In a letter published last Friday, NGA Executive Director Bill McBride told the leaders of the House and Senate Armed Services committees that governors would like to see the final form of the National Defense Authorization Act — the annual spending bill that lays out the Pentagon’s year budget — include measures that relate to the National Guard’s cyber capabilities.
National Guards in all 50 states have at least one unit dedicated to cybersecurity, with members of those units assisting their states with duties including responding to ransomware attacks and protecting election infrastructure.
Some states, like Maryland, have also used their Guards’ cyber groups to help protect government websites — like unemployment benefit portals — that could be targeted for fraud or other online crimes during the coronavirus pandemic. And once again this fall, Guard units are being called up to help election administrators protect voter registration databases, websites and other assets.
But draft forms of this year’s NDAA contain two sections that could formalize and expand the National Guard’s cyber activities even further. One proposal, which exists in both the House and Senate versions of the bill, would direct the Defense Department to develop guidance on how National Guard units should collaborate with civilian agencies, such as the Cybersecurity and Infrastructure Security Agency, the FBI, information-sharing groups and state-run fusion centers.
The second proposal, which currently only exists in the Senate’s NDAA draft, could greatly broaden the scope of individual Guard cyber units by authorizing the Army and Air Force to develop pilot programs in which Guard units from one state could offer remote assistance to the government or National Guard of another state. The assistance could involve “training, preparation, and response to cyber incidents,” the bill reads.
Any pilot projects would be required to be conducted in coordination with the FBI, Department of Homeland Security and any relevant state agencies, and would not be allowed to go outside the confines of any existing mutual-aid agreements between states, like the Emergency Management Assistance Compact.

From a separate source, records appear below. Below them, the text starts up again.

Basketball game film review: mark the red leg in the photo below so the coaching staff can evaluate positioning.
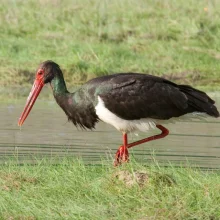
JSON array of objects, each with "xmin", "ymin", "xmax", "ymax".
[
  {"xmin": 114, "ymin": 133, "xmax": 129, "ymax": 166},
  {"xmin": 114, "ymin": 125, "xmax": 169, "ymax": 166}
]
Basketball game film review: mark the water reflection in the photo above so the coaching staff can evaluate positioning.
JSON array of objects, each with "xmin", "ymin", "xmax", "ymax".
[{"xmin": 0, "ymin": 91, "xmax": 220, "ymax": 168}]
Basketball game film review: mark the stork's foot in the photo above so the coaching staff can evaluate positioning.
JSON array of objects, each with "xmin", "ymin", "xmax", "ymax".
[{"xmin": 114, "ymin": 146, "xmax": 129, "ymax": 166}]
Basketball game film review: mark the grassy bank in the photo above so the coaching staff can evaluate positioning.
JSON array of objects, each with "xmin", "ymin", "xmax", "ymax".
[
  {"xmin": 0, "ymin": 160, "xmax": 220, "ymax": 220},
  {"xmin": 0, "ymin": 0, "xmax": 220, "ymax": 89}
]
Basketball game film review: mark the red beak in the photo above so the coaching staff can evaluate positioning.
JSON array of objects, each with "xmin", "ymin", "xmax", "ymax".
[{"xmin": 18, "ymin": 75, "xmax": 44, "ymax": 126}]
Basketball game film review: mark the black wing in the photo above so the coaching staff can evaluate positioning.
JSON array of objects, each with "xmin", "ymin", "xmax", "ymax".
[{"xmin": 89, "ymin": 73, "xmax": 219, "ymax": 120}]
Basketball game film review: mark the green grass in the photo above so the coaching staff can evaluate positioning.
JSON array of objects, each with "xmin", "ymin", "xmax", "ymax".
[
  {"xmin": 0, "ymin": 0, "xmax": 220, "ymax": 90},
  {"xmin": 0, "ymin": 159, "xmax": 220, "ymax": 220}
]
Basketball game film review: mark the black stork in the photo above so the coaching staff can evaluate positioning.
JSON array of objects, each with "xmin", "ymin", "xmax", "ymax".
[{"xmin": 18, "ymin": 60, "xmax": 219, "ymax": 166}]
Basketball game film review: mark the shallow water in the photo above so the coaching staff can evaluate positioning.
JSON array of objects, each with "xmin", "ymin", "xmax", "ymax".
[{"xmin": 0, "ymin": 91, "xmax": 220, "ymax": 169}]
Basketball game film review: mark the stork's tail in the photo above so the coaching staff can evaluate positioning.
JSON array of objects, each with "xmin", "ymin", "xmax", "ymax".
[{"xmin": 178, "ymin": 85, "xmax": 220, "ymax": 118}]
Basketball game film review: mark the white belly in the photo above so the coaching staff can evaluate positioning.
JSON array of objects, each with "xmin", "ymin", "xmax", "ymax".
[{"xmin": 95, "ymin": 97, "xmax": 207, "ymax": 133}]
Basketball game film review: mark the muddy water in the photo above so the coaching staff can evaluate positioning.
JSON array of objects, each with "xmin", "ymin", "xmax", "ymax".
[{"xmin": 0, "ymin": 91, "xmax": 220, "ymax": 169}]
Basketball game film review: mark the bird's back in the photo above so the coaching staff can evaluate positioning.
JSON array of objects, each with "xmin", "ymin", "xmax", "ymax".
[{"xmin": 85, "ymin": 73, "xmax": 219, "ymax": 120}]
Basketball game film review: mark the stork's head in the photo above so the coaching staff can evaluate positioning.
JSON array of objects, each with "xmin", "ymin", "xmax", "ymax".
[{"xmin": 18, "ymin": 60, "xmax": 62, "ymax": 126}]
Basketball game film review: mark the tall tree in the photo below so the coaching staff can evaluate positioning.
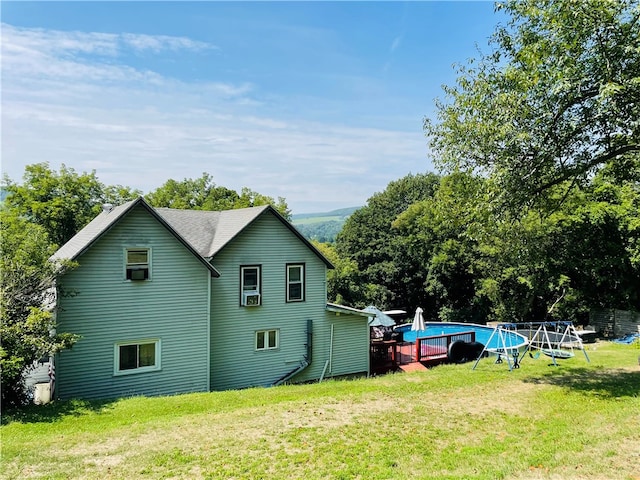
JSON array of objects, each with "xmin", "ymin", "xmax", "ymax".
[
  {"xmin": 145, "ymin": 172, "xmax": 291, "ymax": 220},
  {"xmin": 336, "ymin": 173, "xmax": 440, "ymax": 308},
  {"xmin": 0, "ymin": 207, "xmax": 76, "ymax": 406},
  {"xmin": 3, "ymin": 163, "xmax": 140, "ymax": 246},
  {"xmin": 425, "ymin": 0, "xmax": 640, "ymax": 207}
]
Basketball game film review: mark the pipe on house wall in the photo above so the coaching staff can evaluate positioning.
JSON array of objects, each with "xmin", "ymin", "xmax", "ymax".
[{"xmin": 271, "ymin": 319, "xmax": 312, "ymax": 387}]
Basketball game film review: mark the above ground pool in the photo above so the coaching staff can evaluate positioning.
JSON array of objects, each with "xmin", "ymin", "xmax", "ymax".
[{"xmin": 394, "ymin": 322, "xmax": 529, "ymax": 349}]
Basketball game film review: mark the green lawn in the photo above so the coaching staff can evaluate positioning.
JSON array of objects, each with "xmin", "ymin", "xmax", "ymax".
[{"xmin": 1, "ymin": 342, "xmax": 640, "ymax": 479}]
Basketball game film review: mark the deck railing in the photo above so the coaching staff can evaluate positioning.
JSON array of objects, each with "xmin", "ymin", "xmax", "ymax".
[
  {"xmin": 414, "ymin": 331, "xmax": 476, "ymax": 362},
  {"xmin": 370, "ymin": 340, "xmax": 400, "ymax": 373}
]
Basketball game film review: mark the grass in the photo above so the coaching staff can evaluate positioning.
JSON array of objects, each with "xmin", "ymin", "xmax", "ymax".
[{"xmin": 0, "ymin": 342, "xmax": 640, "ymax": 479}]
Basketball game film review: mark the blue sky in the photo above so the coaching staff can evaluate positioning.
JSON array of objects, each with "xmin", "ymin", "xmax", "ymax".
[{"xmin": 1, "ymin": 1, "xmax": 504, "ymax": 213}]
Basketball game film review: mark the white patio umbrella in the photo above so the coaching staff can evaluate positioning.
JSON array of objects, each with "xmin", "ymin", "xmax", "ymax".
[{"xmin": 411, "ymin": 307, "xmax": 427, "ymax": 332}]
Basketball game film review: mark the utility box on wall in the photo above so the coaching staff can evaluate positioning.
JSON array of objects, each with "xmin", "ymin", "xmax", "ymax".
[{"xmin": 33, "ymin": 383, "xmax": 51, "ymax": 405}]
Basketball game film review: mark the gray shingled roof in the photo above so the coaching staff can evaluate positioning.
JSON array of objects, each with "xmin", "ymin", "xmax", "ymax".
[
  {"xmin": 51, "ymin": 197, "xmax": 333, "ymax": 268},
  {"xmin": 51, "ymin": 198, "xmax": 141, "ymax": 260},
  {"xmin": 155, "ymin": 205, "xmax": 269, "ymax": 258}
]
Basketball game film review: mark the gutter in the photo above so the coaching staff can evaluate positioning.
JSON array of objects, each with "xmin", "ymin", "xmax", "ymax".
[{"xmin": 271, "ymin": 319, "xmax": 313, "ymax": 387}]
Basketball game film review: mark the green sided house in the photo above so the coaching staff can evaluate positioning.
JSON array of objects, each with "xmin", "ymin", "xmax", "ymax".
[{"xmin": 52, "ymin": 198, "xmax": 371, "ymax": 399}]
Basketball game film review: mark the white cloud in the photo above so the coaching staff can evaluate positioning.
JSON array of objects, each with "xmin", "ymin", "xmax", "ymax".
[{"xmin": 2, "ymin": 25, "xmax": 426, "ymax": 213}]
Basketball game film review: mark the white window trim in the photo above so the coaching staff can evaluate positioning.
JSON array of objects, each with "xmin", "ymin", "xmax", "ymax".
[
  {"xmin": 240, "ymin": 265, "xmax": 262, "ymax": 306},
  {"xmin": 287, "ymin": 263, "xmax": 306, "ymax": 302},
  {"xmin": 124, "ymin": 246, "xmax": 153, "ymax": 283},
  {"xmin": 113, "ymin": 338, "xmax": 162, "ymax": 377},
  {"xmin": 253, "ymin": 328, "xmax": 280, "ymax": 352}
]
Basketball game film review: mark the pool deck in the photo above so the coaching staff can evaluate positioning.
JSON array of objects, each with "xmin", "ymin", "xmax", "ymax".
[{"xmin": 371, "ymin": 340, "xmax": 447, "ymax": 374}]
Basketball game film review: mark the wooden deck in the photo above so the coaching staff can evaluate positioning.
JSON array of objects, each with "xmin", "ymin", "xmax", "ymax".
[{"xmin": 370, "ymin": 331, "xmax": 475, "ymax": 374}]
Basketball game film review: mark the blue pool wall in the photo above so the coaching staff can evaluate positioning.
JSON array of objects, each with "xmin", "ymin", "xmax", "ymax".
[{"xmin": 394, "ymin": 322, "xmax": 528, "ymax": 348}]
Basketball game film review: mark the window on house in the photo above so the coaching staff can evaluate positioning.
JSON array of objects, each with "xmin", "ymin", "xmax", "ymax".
[
  {"xmin": 287, "ymin": 264, "xmax": 304, "ymax": 302},
  {"xmin": 125, "ymin": 248, "xmax": 150, "ymax": 281},
  {"xmin": 115, "ymin": 339, "xmax": 160, "ymax": 375},
  {"xmin": 240, "ymin": 265, "xmax": 262, "ymax": 307},
  {"xmin": 256, "ymin": 330, "xmax": 278, "ymax": 350}
]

The interstate assistance proposal was proposed by Sen. Gary Peters, D-Mich., a frequent sponsor of legislation promoting cybersecurity assistance to state and local governments. Peters introduced it as a standalone bill in June, though it was later incorporated as an amendment to the broader defense bill in July.
The NDAA is considered “must-pass” legislation, and is often approved by Congress in the waning days of its December lame-duck sessions.